As we approach the end of another tax year, it seems like a good time to look at the tax changes already announced for the year and also speculate on what could be introduced in the coming months.
2019 was unique to recent years, in that due to the political upheaval caused by Brexit, we did not have a Budget. This thankfully meant that we have had fewer changes in legislation to cope with, but we have a Budget scheduled for 11th March and the Conservative Party election manifesto gives us a few clues about what might be announced.

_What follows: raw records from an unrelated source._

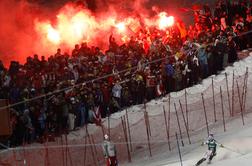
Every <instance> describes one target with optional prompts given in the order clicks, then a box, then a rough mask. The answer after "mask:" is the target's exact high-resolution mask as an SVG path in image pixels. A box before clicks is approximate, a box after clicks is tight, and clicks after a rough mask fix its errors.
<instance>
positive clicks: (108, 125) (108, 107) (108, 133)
mask: <svg viewBox="0 0 252 166" xmlns="http://www.w3.org/2000/svg"><path fill="white" fill-rule="evenodd" d="M107 110H108V136H109V139H110V109H109V107H108V108H107Z"/></svg>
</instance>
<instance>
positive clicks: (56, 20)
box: [0, 0, 173, 64]
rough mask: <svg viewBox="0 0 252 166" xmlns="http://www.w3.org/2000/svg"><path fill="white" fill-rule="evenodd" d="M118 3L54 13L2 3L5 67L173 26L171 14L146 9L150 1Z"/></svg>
mask: <svg viewBox="0 0 252 166" xmlns="http://www.w3.org/2000/svg"><path fill="white" fill-rule="evenodd" d="M117 2H118V1H116V2H114V1H113V0H109V1H106V3H104V2H103V1H102V0H101V1H97V4H96V6H97V9H96V10H95V12H94V11H90V10H89V9H87V7H85V5H84V6H81V5H76V4H72V3H69V4H66V5H64V6H63V7H62V8H61V9H60V10H59V11H57V12H52V11H49V10H48V9H47V10H46V9H44V8H42V7H41V6H39V7H38V6H36V5H34V4H33V5H31V4H29V3H27V2H25V1H18V2H17V1H16V0H1V1H0V22H1V23H2V24H1V26H0V38H1V39H2V41H3V42H2V44H1V45H0V57H1V60H3V61H4V63H5V64H7V63H9V61H10V60H17V61H20V62H21V63H23V62H25V59H26V57H28V56H32V55H33V54H35V53H36V54H38V55H39V56H42V55H43V56H46V57H48V56H50V55H52V54H54V53H55V51H56V50H57V48H59V47H60V48H61V49H62V50H63V51H68V52H69V51H70V50H71V49H73V47H74V45H75V44H78V43H81V42H87V43H88V44H89V45H90V46H99V47H100V48H101V49H103V50H105V49H107V48H108V44H109V43H108V39H109V36H110V35H111V34H113V36H114V37H115V39H116V41H117V42H118V43H119V44H121V43H123V42H126V41H127V40H129V39H130V37H131V36H135V35H136V33H138V32H139V30H140V28H145V29H148V28H149V27H151V26H155V27H156V28H158V29H163V30H165V28H167V27H169V26H171V25H173V17H169V16H168V15H167V13H164V12H163V13H161V11H158V8H156V7H155V8H153V9H155V10H147V9H146V8H144V7H143V6H144V3H145V2H147V0H136V1H135V0H129V1H126V0H125V1H120V4H118V3H117ZM160 13H161V14H160ZM167 20H168V22H167ZM160 21H161V22H160ZM160 26H161V27H160ZM138 35H139V34H138ZM3 57H4V58H3Z"/></svg>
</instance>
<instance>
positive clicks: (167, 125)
mask: <svg viewBox="0 0 252 166" xmlns="http://www.w3.org/2000/svg"><path fill="white" fill-rule="evenodd" d="M163 111H164V118H165V129H166V135H167V141H168V146H169V150H171V145H170V136H169V133H168V125H167V117H166V112H165V107H164V105H163Z"/></svg>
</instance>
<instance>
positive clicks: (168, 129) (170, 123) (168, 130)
mask: <svg viewBox="0 0 252 166" xmlns="http://www.w3.org/2000/svg"><path fill="white" fill-rule="evenodd" d="M170 121H171V95H170V94H169V110H168V137H169V140H170V125H171V123H170ZM169 144H170V142H169ZM169 150H170V151H171V144H170V146H169Z"/></svg>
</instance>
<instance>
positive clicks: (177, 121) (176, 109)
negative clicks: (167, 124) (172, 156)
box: [174, 103, 184, 146]
mask: <svg viewBox="0 0 252 166" xmlns="http://www.w3.org/2000/svg"><path fill="white" fill-rule="evenodd" d="M174 108H175V113H176V117H177V123H178V127H179V134H180V139H181V144H182V146H184V141H183V136H182V131H181V127H180V122H179V117H178V111H177V108H176V103H174Z"/></svg>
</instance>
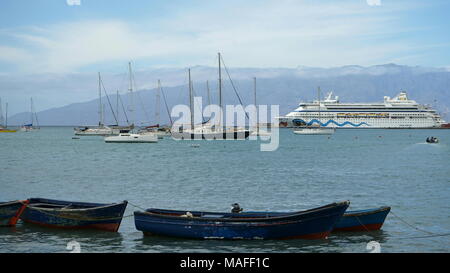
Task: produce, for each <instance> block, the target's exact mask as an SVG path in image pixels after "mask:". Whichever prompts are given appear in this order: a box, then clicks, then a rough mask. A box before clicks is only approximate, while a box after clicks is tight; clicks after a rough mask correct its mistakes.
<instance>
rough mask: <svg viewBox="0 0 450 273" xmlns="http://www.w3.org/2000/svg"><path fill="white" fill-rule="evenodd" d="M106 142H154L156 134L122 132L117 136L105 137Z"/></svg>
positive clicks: (106, 142)
mask: <svg viewBox="0 0 450 273" xmlns="http://www.w3.org/2000/svg"><path fill="white" fill-rule="evenodd" d="M105 142H106V143H156V142H158V136H157V135H156V134H150V133H147V134H130V133H124V134H119V135H118V136H108V137H105Z"/></svg>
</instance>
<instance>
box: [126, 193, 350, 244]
mask: <svg viewBox="0 0 450 273" xmlns="http://www.w3.org/2000/svg"><path fill="white" fill-rule="evenodd" d="M349 204H350V202H349V201H344V202H339V203H333V204H329V205H326V206H323V207H319V208H314V209H310V210H306V211H298V212H292V213H283V214H282V215H273V214H271V213H264V212H261V213H252V212H250V213H220V212H202V211H178V210H164V209H148V210H146V211H144V212H142V211H136V212H134V219H135V225H136V229H137V230H140V231H142V232H144V234H147V235H151V234H155V235H165V236H173V237H183V238H195V239H294V238H301V239H323V238H326V237H327V236H328V234H329V233H330V232H331V230H332V229H333V227H334V225H335V224H336V222H337V221H338V220H339V219H340V218H341V217H342V215H343V214H344V212H345V210H346V209H347V207H348V206H349Z"/></svg>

There was no pledge in the Conservative party manifesto regarding rates of Capital Gains Tax (CGT) so there could be changes. At present, rates vary from 10% to 28% depending on the type of assets sold and the level of a person’s income. Residential property is currently taxed at higher rates than other assets.
Where business assets are sold, the availability of Entrepreneurs’ Relief can reduce the rate of CGT to 10%. This is an extremely complicated relief and both the Conservative and Labour parties pledged to reform or abolish it in their manifestos. We are therefore expecting an announcement on this in the Budget.
There is another practical change being introduced on 6th April 2020 which property owners need to be aware of. Currently a capital gain on the sale of a residential dwelling is entered on a Self Assessment Tax Return and the tax is paid on 31st January following the end of the tax year. For sales of residential property completing on or after 6th April 2020 it will be necessary to notify the sale and pay the tax to HMRC within 30 days. This will require farmers to plan ahead to ensure they have all the information needed to calculate the gain before the sale completes.
There was no mention in the Conservative manifesto regarding Inheritance Tax (IHT) but the previous Chancellor of the Exchequer commissioned a report from the Office of Tax Simplification regarding the operation of IHT. This reported in the summer of 2018 with a number of recommendations, which we covered in these pages last year. It will be interesting to see if any of these are implemented in the Budget.
In particular, restrictions on Business Property Relief for non-agricultural assets and the CGT treatment of inherited assets could both adversely affect farming businesses.